Lesson Plan

Lesson Plan
Grade: Date: 17/01/2026
Subject: Accounting
Lesson Topic: prepare ledger accounts and journal entries to record irrecoverable debts
Learning Objective/s:
  • Describe the difference between the direct write‑off method and the allowance (provision) method for bad debts.
  • Apply the correct journal entry to write off an irrecoverable debt using either method.
  • Calculate and record the year‑end adjusting entry for the provision for doubtful debts.
  • Post the journal entries to the appropriate ledger accounts and interpret the resulting balances.
Materials Needed:
  • Projector and screen
  • Whiteboard and markers
  • Student worksheets with sample debtor ledgers
  • Calculator for percentage calculations
  • Printed handout of journal entry formats
  • Accounting textbook (IGCSE Accounting 0452)
Introduction:

Begin with a quick poll: “What would you do if a customer never pays?” Connect responses to the concept of bad debts.
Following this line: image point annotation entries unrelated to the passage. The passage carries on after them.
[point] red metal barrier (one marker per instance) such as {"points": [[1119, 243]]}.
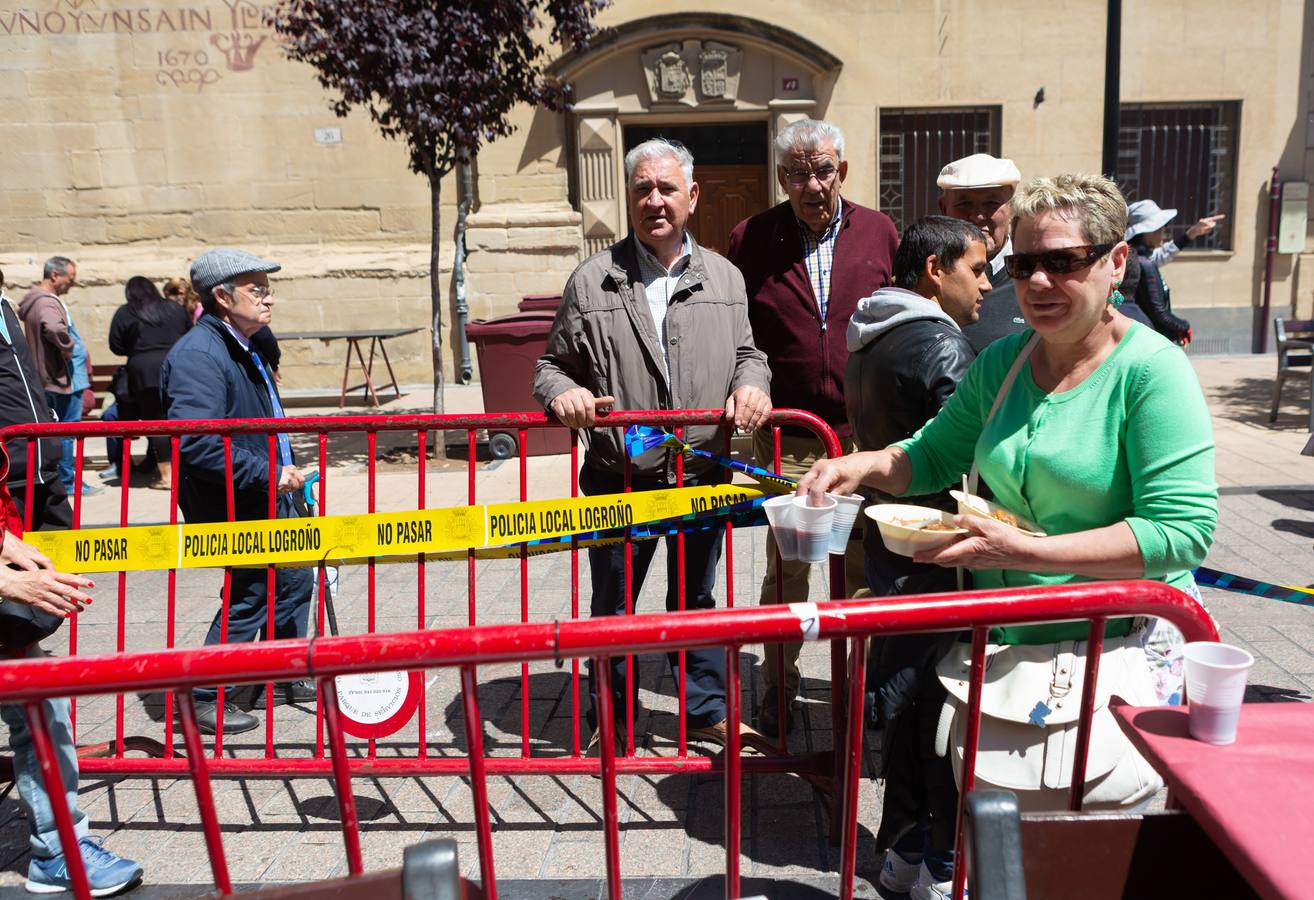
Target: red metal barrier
{"points": [[113, 757], [30, 682]]}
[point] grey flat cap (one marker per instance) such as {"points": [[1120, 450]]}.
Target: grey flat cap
{"points": [[224, 264]]}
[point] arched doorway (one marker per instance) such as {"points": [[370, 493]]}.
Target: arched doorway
{"points": [[724, 86]]}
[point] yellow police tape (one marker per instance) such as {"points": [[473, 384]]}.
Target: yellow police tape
{"points": [[352, 538]]}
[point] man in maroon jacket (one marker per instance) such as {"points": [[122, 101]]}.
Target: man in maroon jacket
{"points": [[806, 264]]}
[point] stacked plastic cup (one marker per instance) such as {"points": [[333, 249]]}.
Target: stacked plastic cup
{"points": [[779, 515], [814, 526], [845, 514], [1216, 686]]}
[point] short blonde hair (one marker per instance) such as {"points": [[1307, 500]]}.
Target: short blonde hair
{"points": [[1093, 201]]}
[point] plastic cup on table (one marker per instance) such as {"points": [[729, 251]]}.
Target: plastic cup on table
{"points": [[845, 514], [814, 526], [779, 515], [1216, 686]]}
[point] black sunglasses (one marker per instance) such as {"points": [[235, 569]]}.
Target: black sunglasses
{"points": [[1055, 262]]}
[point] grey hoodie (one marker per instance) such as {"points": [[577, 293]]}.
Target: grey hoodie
{"points": [[886, 309]]}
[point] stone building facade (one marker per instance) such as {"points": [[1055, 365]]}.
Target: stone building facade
{"points": [[139, 133]]}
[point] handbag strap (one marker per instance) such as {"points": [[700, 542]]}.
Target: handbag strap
{"points": [[974, 477]]}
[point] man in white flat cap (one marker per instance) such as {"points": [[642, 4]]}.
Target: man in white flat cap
{"points": [[214, 372], [976, 189]]}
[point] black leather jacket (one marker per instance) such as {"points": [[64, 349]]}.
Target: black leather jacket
{"points": [[894, 385], [1151, 296]]}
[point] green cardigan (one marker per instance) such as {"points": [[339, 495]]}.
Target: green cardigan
{"points": [[1132, 443]]}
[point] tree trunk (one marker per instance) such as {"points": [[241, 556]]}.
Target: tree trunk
{"points": [[435, 292]]}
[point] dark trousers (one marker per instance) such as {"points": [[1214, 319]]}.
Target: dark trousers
{"points": [[247, 605], [920, 804], [704, 687]]}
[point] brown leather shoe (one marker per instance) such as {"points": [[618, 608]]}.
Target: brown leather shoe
{"points": [[718, 735]]}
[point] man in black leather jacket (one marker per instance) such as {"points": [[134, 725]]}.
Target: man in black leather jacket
{"points": [[907, 355]]}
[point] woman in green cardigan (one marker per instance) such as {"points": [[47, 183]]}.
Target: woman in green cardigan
{"points": [[1103, 438]]}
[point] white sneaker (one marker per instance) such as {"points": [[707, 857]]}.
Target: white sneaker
{"points": [[898, 874], [928, 888]]}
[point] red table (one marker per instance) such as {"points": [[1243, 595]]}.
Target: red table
{"points": [[1255, 798]]}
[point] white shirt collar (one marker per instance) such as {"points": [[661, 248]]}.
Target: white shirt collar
{"points": [[245, 342], [996, 262]]}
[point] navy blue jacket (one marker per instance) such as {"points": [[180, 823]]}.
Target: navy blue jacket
{"points": [[209, 376]]}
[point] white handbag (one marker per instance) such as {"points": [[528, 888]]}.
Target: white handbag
{"points": [[1030, 704]]}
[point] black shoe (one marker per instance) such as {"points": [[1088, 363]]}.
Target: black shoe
{"points": [[769, 711], [300, 691], [234, 720]]}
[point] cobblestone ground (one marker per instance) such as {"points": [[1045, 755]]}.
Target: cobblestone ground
{"points": [[549, 828]]}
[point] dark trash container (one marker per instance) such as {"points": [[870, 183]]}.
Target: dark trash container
{"points": [[507, 348]]}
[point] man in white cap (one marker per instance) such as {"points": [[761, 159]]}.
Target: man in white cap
{"points": [[1146, 218], [976, 189], [214, 372]]}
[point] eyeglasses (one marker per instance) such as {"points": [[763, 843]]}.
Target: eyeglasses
{"points": [[800, 176], [259, 291], [1055, 262]]}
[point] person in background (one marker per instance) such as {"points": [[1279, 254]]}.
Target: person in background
{"points": [[179, 291], [908, 355], [806, 263], [214, 372], [656, 322], [1146, 233], [143, 330], [58, 352]]}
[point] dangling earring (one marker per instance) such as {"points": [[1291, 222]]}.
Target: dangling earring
{"points": [[1116, 298]]}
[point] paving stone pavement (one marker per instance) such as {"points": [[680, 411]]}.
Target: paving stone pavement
{"points": [[547, 829]]}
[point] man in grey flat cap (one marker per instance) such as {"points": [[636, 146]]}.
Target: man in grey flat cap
{"points": [[976, 189], [214, 372]]}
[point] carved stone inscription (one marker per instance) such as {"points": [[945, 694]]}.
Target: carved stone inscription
{"points": [[693, 72]]}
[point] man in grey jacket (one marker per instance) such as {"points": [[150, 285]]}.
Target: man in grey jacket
{"points": [[656, 322]]}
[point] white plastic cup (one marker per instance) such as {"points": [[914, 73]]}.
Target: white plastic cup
{"points": [[1216, 686], [814, 527], [845, 514], [779, 515]]}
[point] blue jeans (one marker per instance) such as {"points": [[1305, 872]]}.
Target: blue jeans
{"points": [[247, 605], [113, 446], [67, 407], [32, 791], [704, 690]]}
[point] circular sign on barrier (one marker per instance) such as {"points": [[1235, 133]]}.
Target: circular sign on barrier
{"points": [[377, 703]]}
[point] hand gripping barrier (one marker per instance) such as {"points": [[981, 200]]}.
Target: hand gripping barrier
{"points": [[326, 435], [30, 682]]}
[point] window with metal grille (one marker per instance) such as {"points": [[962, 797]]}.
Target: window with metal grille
{"points": [[1183, 157], [916, 143]]}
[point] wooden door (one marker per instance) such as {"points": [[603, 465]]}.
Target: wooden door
{"points": [[725, 196]]}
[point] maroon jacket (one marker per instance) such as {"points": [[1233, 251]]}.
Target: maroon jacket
{"points": [[807, 356]]}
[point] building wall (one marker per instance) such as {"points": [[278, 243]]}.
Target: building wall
{"points": [[139, 135]]}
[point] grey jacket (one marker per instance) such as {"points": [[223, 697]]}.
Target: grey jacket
{"points": [[603, 339]]}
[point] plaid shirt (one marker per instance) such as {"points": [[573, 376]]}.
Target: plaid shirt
{"points": [[819, 256]]}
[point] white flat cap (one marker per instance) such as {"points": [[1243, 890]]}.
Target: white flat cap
{"points": [[979, 171]]}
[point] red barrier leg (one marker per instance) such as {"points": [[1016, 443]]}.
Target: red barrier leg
{"points": [[204, 795], [41, 744], [732, 773], [607, 735], [1093, 648], [342, 777], [478, 779], [852, 773], [969, 779]]}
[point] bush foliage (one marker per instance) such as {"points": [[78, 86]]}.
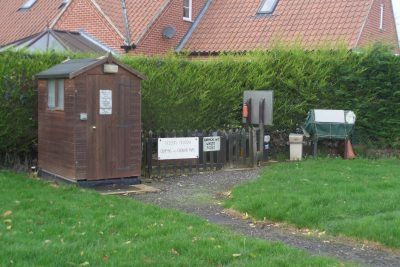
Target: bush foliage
{"points": [[182, 93]]}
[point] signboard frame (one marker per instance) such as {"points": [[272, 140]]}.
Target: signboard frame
{"points": [[211, 143], [178, 148]]}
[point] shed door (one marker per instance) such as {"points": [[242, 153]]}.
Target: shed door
{"points": [[110, 127]]}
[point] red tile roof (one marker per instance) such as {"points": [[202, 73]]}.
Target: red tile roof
{"points": [[234, 25], [15, 25], [140, 14]]}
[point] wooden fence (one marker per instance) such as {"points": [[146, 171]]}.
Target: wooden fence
{"points": [[239, 148]]}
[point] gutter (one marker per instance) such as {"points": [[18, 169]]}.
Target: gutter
{"points": [[187, 36]]}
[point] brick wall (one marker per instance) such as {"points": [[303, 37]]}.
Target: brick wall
{"points": [[372, 31], [82, 14], [153, 43]]}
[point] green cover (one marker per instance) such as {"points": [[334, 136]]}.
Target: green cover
{"points": [[328, 130]]}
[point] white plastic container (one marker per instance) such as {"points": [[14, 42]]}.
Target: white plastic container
{"points": [[296, 146]]}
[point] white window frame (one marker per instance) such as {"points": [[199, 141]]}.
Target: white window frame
{"points": [[27, 5], [270, 11], [55, 100], [190, 10]]}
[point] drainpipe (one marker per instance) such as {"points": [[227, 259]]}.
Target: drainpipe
{"points": [[128, 46]]}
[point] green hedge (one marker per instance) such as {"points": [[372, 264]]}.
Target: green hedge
{"points": [[18, 100], [207, 94]]}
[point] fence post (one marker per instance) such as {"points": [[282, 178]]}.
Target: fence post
{"points": [[230, 148], [253, 147], [243, 146], [149, 153]]}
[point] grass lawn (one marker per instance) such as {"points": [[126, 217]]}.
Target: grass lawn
{"points": [[45, 225], [359, 198]]}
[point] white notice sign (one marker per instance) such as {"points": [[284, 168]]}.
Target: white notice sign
{"points": [[211, 143], [178, 148], [105, 102]]}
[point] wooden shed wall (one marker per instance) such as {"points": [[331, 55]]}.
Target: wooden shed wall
{"points": [[87, 102], [56, 133]]}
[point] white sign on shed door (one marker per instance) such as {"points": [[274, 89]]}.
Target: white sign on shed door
{"points": [[105, 102], [178, 148]]}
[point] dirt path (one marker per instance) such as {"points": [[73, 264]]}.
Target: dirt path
{"points": [[200, 194]]}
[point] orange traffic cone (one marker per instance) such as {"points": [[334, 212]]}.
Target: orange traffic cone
{"points": [[350, 151]]}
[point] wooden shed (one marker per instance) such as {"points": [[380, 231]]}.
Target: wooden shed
{"points": [[90, 121]]}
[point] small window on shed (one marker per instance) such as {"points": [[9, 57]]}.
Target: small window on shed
{"points": [[268, 6], [187, 10], [55, 94], [27, 5]]}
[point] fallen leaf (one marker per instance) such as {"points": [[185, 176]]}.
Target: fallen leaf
{"points": [[173, 251], [54, 185], [7, 213]]}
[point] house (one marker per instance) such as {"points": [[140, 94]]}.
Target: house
{"points": [[199, 26], [233, 25], [136, 26]]}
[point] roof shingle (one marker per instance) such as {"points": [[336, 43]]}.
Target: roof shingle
{"points": [[234, 25], [15, 25]]}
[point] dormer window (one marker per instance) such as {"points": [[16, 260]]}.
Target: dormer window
{"points": [[268, 6], [27, 5], [187, 10]]}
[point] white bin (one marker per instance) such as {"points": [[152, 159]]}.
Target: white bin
{"points": [[296, 146]]}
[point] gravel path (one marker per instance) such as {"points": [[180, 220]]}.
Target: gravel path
{"points": [[200, 194]]}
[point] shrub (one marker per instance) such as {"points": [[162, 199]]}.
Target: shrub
{"points": [[182, 93]]}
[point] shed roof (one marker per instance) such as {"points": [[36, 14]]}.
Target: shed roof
{"points": [[74, 67]]}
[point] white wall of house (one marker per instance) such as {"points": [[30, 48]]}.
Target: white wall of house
{"points": [[396, 9]]}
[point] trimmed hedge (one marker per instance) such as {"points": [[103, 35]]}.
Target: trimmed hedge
{"points": [[207, 94]]}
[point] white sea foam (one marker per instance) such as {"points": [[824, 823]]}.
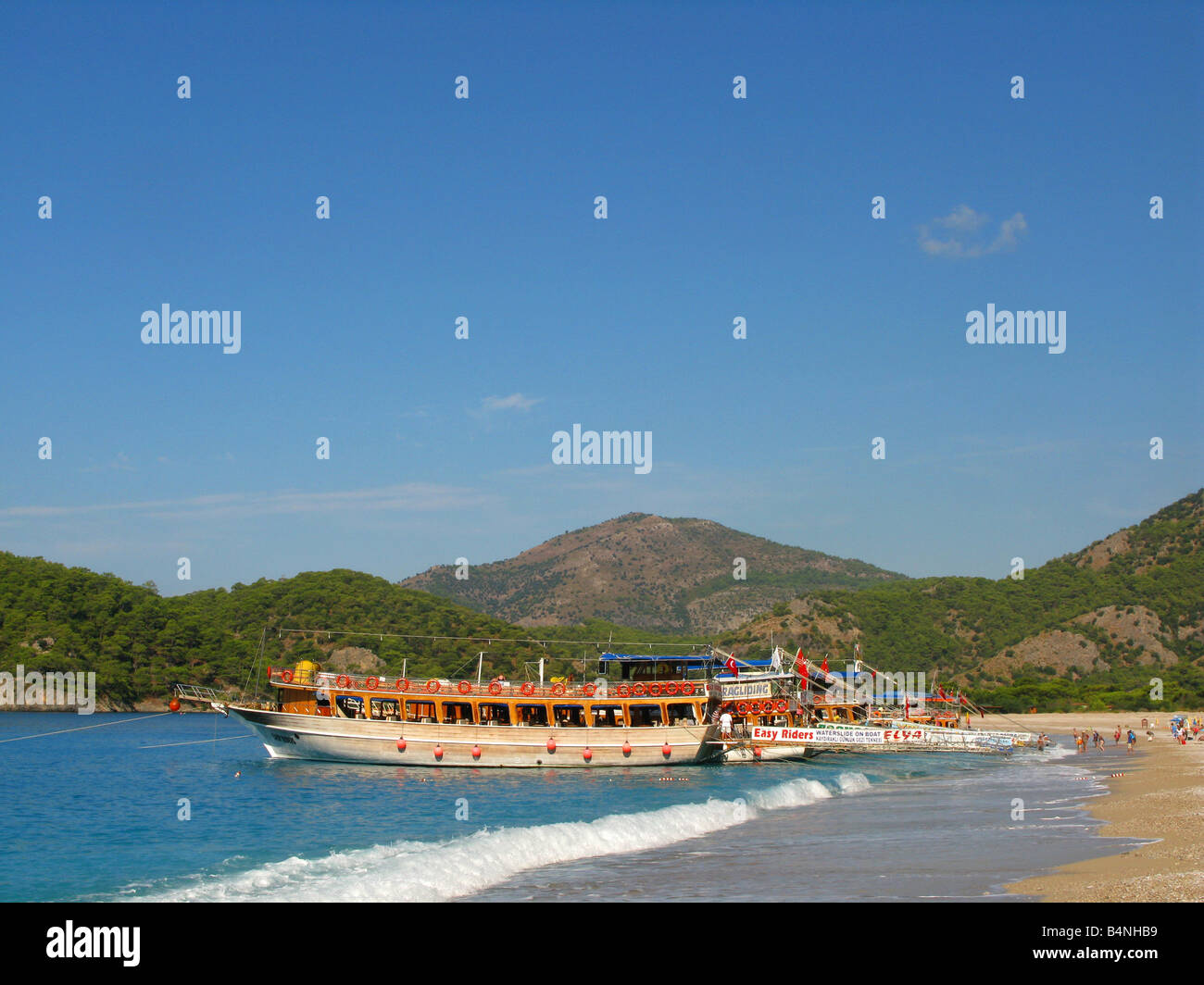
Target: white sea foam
{"points": [[432, 872]]}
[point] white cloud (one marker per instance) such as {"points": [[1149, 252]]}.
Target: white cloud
{"points": [[963, 232], [512, 403]]}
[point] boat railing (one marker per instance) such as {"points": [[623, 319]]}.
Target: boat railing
{"points": [[442, 689]]}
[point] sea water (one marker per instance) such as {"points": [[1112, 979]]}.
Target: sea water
{"points": [[189, 807]]}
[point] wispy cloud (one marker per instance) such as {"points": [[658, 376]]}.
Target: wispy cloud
{"points": [[405, 497], [964, 232], [512, 403]]}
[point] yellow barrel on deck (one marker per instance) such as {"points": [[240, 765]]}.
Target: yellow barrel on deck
{"points": [[305, 672]]}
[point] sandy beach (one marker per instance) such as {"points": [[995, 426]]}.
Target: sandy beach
{"points": [[1159, 797]]}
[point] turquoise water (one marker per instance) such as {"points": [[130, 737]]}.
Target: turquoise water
{"points": [[189, 807]]}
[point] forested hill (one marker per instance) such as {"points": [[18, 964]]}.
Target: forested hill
{"points": [[669, 575], [56, 617], [1092, 628]]}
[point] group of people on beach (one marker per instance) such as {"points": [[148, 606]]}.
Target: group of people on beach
{"points": [[1084, 741]]}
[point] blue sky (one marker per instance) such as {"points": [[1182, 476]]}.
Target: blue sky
{"points": [[718, 208]]}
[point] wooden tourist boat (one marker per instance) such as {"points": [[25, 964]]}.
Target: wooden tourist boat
{"points": [[662, 711]]}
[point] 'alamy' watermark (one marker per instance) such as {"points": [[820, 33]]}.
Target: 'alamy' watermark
{"points": [[608, 448], [196, 328], [1004, 328], [56, 689]]}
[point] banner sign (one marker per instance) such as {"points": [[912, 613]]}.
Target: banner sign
{"points": [[735, 690], [838, 736]]}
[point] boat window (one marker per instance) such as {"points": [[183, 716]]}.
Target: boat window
{"points": [[572, 716], [495, 714], [683, 712], [384, 709], [349, 705], [420, 711], [531, 714], [646, 714], [602, 716], [457, 713]]}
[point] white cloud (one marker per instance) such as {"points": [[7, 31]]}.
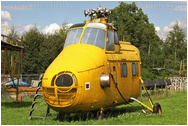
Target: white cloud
{"points": [[6, 18], [26, 28], [50, 29], [69, 25], [181, 8], [162, 33], [157, 28]]}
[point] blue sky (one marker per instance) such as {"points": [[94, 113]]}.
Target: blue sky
{"points": [[48, 15]]}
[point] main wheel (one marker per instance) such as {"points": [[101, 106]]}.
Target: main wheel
{"points": [[157, 108]]}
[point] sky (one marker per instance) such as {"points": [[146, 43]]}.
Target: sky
{"points": [[49, 16]]}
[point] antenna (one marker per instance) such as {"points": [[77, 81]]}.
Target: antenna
{"points": [[99, 12]]}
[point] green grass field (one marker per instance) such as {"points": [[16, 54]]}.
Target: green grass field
{"points": [[174, 112]]}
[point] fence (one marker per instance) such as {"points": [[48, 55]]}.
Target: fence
{"points": [[178, 83]]}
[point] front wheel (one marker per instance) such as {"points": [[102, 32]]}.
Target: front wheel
{"points": [[157, 108]]}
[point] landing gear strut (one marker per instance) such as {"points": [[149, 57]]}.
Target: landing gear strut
{"points": [[156, 108]]}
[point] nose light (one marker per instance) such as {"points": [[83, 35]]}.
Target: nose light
{"points": [[64, 80], [105, 80]]}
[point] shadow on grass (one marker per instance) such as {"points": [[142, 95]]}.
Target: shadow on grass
{"points": [[113, 112], [13, 104]]}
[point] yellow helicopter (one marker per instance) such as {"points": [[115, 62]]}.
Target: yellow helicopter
{"points": [[95, 70]]}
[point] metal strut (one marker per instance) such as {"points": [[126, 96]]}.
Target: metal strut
{"points": [[139, 102], [47, 110], [111, 74]]}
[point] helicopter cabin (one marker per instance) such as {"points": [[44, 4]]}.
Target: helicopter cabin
{"points": [[80, 78]]}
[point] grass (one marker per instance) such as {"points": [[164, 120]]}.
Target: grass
{"points": [[174, 112]]}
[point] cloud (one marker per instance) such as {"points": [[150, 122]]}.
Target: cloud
{"points": [[157, 28], [162, 33], [18, 7], [50, 29], [6, 18], [181, 8]]}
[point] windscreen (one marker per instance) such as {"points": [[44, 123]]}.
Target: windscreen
{"points": [[73, 36], [94, 36]]}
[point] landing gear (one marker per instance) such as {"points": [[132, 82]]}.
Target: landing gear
{"points": [[157, 108], [100, 114]]}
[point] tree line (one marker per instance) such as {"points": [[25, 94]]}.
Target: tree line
{"points": [[133, 26]]}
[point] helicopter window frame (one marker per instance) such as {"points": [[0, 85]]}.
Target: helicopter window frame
{"points": [[133, 69], [108, 48], [124, 70], [137, 69], [116, 38], [88, 36], [75, 37]]}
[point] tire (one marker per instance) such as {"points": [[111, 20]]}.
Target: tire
{"points": [[157, 108], [60, 117], [101, 116]]}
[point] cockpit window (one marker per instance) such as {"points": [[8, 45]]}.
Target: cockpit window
{"points": [[73, 36], [94, 36]]}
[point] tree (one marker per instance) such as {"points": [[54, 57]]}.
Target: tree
{"points": [[133, 26], [175, 44], [32, 61], [41, 49]]}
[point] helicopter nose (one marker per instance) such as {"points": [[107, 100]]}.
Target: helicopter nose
{"points": [[63, 90]]}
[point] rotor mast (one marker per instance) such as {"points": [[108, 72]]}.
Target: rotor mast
{"points": [[98, 13]]}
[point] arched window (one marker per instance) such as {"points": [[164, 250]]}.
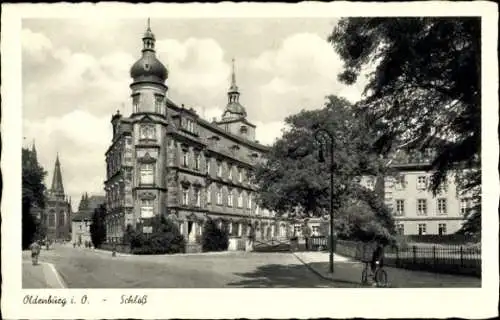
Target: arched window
{"points": [[240, 199], [209, 195], [147, 173], [52, 218], [230, 198], [219, 196]]}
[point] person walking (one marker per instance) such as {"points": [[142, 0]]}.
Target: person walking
{"points": [[35, 252]]}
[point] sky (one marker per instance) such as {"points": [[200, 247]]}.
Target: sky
{"points": [[75, 75]]}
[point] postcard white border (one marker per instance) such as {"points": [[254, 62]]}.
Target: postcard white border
{"points": [[248, 303]]}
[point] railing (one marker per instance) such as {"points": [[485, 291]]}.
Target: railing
{"points": [[460, 259]]}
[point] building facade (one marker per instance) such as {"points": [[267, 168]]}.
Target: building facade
{"points": [[164, 159], [57, 213], [416, 209], [80, 227]]}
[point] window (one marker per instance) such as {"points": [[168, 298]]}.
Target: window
{"points": [[400, 182], [219, 197], [197, 161], [422, 229], [240, 200], [400, 229], [197, 197], [421, 182], [422, 207], [443, 187], [400, 207], [230, 198], [146, 208], [61, 218], [136, 102], [148, 132], [185, 158], [442, 206], [185, 196], [464, 206], [370, 183], [147, 173], [209, 195], [315, 230], [158, 103], [442, 229], [219, 169]]}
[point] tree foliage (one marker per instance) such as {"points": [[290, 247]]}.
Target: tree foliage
{"points": [[292, 177], [98, 226], [33, 197], [425, 84], [214, 238]]}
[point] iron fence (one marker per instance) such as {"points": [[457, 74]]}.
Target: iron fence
{"points": [[460, 259]]}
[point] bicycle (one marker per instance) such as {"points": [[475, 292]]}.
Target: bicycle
{"points": [[380, 276]]}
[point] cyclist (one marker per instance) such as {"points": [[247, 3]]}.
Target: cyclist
{"points": [[377, 257], [35, 252]]}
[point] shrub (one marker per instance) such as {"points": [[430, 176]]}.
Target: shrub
{"points": [[214, 238], [165, 238]]}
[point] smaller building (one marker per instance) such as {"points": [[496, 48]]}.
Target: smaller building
{"points": [[83, 219]]}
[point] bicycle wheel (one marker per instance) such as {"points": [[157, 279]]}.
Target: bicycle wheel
{"points": [[381, 278], [364, 276]]}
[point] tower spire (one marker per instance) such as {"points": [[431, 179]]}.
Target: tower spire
{"points": [[57, 185], [233, 76]]}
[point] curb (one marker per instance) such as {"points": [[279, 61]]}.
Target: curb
{"points": [[55, 274], [319, 274]]}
Review the previous lesson’s coverage of trade receivables and expense recognition. State today’s success criteria: students will correctly choose a method, prepare the journal entry, and post it to the ledger.

Lesson Structure:
  1. Do‑now (5'): Students list situations where each bad‑debt method is appropriate.
  2. Mini‑lecture (10'): Explain direct write‑off vs. allowance method, show example journal entries.
  3. Guided practice (12'): Work through the £2,500 write‑off for ABC Ltd using the direct method; students post to ledger on worksheet.
  4. Group activity (15'): Calculate required provision for a £30,000 debtor balance at 5% and prepare the adjusting entry; then simulate writing off a specific £1,200 debt using the allowance method.
  5. Check for understanding (5'): Quick quiz via Kahoot/hand raise on entry direction and ledger impact.
  6. Exam‑question walkthrough (8'): Students follow the 8‑step procedure to answer a sample IGCSE question.
  7. Reflection (5'): Students write one thing they found tricky and one strategy to avoid the common pitfalls listed.
Conclusion:

Summarise how the two methods differ in timing of expense recognition and ledger effects. Ask each student to submit an exit ticket: one correct journal entry for a given scenario. Assign homework to complete a worksheet that includes both methods and a short calculation of a new provision percentage.